I found on a bmxl and a vendetta xl was having the same problem and it turned out being in my grip I had to put a little more pressure on the left side of the grip on a rh bow


----------



## aread (Dec 25, 2009)

When bare shaft tuning, chase the bare shaft for centershot and chase the fletched arrow for nock height.

If your bare shaft is left of the fletched arrows, move your rest left.

However, if you are too far out, it will seem backwards.

The tuning lines on PSE's seem to be pretty accurate. Reset your rest in line with the marks and try bare shaft again.

Allen


----------



## FUDS (Sep 12, 2010)

on my vendetta xl I set the centershot according to the marks on the riser and left it there

Paper tune, then adjust the top cam lean to correct the paper tear.
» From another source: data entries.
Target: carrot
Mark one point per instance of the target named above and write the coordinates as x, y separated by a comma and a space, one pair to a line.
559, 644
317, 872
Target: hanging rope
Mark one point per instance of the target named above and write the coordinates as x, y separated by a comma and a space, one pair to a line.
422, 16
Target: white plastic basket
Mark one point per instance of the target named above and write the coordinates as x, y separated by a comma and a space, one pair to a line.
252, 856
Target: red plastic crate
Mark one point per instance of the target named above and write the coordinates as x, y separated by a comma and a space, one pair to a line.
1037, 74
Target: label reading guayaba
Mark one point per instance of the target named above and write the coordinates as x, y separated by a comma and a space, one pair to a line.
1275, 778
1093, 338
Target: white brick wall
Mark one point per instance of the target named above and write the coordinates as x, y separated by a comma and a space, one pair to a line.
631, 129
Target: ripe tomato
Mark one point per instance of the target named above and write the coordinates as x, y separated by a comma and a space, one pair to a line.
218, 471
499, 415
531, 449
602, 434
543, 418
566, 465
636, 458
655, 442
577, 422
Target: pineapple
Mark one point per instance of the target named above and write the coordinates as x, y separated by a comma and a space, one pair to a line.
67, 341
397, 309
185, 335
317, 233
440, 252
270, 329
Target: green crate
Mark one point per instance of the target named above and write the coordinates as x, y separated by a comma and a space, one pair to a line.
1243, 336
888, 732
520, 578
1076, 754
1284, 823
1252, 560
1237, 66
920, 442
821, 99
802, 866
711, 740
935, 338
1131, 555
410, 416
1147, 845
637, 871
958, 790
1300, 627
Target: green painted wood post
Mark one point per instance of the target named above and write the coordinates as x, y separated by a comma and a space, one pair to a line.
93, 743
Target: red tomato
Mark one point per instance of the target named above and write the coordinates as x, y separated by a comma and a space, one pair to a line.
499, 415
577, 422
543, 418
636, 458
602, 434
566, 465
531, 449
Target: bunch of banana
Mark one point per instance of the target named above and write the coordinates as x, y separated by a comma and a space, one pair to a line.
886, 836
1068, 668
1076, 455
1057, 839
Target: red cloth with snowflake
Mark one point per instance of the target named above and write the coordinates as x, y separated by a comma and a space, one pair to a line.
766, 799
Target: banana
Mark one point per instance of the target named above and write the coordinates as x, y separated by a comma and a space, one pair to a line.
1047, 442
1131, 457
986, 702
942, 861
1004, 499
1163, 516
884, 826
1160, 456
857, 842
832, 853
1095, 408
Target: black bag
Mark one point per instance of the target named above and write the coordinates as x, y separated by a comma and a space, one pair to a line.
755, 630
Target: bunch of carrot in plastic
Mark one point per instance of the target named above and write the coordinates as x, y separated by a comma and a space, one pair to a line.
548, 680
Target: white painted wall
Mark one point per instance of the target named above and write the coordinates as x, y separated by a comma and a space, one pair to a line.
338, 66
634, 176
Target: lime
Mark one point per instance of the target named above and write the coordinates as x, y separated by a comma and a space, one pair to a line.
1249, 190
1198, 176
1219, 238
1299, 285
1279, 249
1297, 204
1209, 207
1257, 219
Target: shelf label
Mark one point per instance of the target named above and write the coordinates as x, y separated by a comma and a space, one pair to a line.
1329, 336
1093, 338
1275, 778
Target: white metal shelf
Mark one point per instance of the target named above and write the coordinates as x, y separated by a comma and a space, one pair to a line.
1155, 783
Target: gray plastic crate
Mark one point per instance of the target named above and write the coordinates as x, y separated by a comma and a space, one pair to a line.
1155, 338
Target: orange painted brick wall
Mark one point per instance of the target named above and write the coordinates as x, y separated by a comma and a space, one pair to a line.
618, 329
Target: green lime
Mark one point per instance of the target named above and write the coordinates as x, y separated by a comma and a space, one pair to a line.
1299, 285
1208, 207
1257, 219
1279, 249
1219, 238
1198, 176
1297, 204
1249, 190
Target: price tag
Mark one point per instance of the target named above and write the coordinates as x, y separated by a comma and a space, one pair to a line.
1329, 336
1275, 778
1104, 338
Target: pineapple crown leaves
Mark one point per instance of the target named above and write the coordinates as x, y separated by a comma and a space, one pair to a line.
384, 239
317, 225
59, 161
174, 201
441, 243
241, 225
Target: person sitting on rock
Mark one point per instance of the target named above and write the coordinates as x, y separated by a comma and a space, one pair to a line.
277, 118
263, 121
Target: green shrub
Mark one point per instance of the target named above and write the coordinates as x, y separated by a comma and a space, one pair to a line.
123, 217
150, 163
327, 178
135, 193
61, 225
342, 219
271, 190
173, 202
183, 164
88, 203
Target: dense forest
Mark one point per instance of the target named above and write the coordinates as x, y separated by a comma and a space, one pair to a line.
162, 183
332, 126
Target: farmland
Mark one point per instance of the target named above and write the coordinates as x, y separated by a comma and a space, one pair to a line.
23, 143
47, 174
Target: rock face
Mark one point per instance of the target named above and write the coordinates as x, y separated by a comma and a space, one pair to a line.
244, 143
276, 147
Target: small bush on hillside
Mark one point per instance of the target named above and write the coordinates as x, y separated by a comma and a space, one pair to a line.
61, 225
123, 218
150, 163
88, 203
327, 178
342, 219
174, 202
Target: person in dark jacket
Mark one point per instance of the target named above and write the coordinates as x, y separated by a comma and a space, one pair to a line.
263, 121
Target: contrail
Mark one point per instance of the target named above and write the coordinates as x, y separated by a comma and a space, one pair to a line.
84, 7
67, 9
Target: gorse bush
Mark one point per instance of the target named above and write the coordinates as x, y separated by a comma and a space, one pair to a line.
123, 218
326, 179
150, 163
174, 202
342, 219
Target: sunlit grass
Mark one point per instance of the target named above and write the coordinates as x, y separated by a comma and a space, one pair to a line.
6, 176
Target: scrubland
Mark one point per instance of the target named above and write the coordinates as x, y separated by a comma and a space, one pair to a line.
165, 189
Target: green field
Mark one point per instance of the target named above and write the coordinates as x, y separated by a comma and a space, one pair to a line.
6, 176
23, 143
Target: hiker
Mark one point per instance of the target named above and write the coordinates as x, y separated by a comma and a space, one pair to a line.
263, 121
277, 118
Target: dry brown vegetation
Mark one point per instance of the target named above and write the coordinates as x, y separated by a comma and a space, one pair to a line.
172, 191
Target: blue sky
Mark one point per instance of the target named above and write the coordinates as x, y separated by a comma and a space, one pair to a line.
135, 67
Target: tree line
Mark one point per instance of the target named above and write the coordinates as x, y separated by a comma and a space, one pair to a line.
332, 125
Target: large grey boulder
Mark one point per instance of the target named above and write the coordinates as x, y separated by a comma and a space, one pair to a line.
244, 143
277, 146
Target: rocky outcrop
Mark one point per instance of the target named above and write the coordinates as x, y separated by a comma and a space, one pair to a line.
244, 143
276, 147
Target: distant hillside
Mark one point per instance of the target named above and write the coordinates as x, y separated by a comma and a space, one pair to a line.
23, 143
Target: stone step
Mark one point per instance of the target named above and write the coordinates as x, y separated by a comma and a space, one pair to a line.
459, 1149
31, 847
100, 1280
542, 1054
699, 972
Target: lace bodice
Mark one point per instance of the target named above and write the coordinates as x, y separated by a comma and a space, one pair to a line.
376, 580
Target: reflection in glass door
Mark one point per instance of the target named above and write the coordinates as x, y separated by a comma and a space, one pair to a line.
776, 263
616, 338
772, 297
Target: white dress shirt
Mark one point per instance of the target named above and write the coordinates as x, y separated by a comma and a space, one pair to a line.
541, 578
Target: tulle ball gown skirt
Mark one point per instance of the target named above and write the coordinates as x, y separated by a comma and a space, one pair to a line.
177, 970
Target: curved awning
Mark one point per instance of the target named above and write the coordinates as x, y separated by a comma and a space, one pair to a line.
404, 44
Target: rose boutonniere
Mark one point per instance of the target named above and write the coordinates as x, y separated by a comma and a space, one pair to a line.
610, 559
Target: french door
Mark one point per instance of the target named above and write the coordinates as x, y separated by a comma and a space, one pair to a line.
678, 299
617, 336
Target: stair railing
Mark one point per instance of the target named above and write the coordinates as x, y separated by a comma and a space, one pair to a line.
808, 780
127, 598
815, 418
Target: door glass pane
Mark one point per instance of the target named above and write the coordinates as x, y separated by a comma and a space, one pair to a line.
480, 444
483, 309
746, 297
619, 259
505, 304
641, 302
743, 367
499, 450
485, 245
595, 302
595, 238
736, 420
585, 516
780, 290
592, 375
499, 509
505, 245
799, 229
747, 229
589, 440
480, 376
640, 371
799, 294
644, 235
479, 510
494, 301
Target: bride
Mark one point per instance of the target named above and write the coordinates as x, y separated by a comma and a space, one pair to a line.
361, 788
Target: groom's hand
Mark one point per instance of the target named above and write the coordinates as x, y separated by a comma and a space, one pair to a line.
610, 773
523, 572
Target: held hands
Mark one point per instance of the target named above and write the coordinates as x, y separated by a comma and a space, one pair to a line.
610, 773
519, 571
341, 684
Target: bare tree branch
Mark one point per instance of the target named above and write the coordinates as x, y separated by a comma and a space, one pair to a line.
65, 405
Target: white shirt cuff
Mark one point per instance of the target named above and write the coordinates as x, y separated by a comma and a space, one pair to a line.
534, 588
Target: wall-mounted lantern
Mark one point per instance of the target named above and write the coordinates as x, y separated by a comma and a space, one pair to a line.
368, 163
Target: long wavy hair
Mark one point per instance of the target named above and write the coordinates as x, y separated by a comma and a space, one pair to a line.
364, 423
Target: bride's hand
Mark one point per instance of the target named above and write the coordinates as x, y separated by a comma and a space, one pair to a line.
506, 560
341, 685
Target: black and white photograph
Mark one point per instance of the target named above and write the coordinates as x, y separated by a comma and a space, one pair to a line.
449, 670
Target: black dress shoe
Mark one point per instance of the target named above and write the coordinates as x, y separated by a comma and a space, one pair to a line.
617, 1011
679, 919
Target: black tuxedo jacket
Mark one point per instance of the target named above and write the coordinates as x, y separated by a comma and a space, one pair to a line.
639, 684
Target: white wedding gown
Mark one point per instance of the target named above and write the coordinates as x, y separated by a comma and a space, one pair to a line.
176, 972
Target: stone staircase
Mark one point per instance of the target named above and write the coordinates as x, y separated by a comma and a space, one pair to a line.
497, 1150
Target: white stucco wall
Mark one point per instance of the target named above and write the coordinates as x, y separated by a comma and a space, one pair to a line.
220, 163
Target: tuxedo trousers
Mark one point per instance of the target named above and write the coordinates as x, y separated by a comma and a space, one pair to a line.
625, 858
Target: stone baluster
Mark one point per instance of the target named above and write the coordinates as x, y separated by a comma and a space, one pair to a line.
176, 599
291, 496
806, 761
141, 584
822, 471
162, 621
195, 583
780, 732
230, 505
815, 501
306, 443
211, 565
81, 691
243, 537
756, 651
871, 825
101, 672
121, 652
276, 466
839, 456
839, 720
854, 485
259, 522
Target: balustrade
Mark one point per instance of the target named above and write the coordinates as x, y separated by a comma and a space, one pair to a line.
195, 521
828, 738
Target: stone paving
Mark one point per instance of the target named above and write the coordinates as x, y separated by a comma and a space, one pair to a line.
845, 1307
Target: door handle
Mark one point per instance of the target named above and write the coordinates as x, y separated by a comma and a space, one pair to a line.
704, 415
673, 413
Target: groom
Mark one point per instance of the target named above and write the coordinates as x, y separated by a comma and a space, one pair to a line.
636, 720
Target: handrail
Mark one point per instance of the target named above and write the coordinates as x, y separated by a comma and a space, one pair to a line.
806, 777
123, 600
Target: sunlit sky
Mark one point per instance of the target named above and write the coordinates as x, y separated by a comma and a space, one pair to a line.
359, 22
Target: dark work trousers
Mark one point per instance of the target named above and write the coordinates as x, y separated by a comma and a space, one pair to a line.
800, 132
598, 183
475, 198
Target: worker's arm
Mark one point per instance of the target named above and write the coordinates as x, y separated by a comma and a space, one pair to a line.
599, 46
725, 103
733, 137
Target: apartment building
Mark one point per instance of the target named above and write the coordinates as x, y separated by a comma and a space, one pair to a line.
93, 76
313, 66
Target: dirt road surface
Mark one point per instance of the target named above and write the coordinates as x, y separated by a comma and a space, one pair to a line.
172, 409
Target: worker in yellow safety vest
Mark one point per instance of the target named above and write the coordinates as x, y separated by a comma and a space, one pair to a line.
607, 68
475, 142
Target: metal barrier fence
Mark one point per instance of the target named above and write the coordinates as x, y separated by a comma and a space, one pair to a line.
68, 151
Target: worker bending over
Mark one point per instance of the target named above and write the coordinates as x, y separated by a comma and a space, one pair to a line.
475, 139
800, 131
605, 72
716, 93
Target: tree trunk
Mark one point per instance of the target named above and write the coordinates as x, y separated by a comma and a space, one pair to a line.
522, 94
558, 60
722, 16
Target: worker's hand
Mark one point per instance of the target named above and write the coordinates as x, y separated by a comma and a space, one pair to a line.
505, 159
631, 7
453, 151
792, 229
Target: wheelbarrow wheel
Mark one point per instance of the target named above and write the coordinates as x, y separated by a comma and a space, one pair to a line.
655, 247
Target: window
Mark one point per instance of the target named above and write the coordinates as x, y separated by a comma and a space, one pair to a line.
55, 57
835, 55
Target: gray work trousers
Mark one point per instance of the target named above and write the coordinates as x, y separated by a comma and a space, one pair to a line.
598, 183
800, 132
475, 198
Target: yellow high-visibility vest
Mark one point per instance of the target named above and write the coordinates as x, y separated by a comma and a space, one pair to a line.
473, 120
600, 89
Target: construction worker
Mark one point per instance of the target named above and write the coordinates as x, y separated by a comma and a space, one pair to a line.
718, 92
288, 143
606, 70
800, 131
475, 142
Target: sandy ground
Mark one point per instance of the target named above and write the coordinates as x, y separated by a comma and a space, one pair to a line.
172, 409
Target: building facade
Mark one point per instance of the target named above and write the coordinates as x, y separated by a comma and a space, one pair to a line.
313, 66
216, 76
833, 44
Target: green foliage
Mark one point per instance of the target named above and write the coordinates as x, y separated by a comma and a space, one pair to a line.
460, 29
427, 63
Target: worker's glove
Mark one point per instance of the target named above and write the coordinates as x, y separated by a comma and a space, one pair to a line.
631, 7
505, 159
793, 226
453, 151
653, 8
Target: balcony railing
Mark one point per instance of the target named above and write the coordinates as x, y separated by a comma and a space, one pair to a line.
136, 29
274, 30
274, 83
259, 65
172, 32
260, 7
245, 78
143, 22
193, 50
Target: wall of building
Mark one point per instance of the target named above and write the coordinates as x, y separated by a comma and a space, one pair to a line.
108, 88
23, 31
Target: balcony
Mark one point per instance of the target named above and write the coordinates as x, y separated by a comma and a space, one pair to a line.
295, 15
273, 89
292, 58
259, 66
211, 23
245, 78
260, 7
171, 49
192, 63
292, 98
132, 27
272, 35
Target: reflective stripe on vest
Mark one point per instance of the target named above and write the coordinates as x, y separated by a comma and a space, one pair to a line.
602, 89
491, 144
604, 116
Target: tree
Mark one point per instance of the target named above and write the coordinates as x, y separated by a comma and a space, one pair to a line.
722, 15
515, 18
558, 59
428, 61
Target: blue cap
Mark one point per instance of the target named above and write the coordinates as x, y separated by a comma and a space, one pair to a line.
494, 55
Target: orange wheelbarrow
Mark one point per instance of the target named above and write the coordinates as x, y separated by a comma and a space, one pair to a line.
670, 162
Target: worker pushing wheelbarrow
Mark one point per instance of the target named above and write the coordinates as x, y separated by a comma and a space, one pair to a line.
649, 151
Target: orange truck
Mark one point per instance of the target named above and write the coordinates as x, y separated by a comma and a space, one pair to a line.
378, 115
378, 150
If you put 2 twists in the left, make sure you take 2 out of the right. Keep it even


----------



## nccrutch (Feb 26, 2003)

Ding!-Ding!-Ding! Correct answer!



FUDS said:


> on my vendetta xl I set the centershot according to the marks on the riser and left it there
> 
> Paper tune, then adjust the top cam lean to correct the paper tear.
> 
> If you put 2 twists in the left, make sure you take 2 out of the right. Keep it even


----------



## golfingguy27 (Oct 15, 2008)

I need to do a little more tuning, and check to see what it looks like through paper, but I think I basically figured the cam lean thing out before it was mentioned here. I tweaked the yoke some this past weekend and shot it, and the arrows are flying much better. Never shot it through paper to see what that looks like, but I can tell it is much closer to where it needs to be from the arrow flight.


----------



## x MadMAX DIESEL (Oct 19, 2011)

what ever came of this?


----------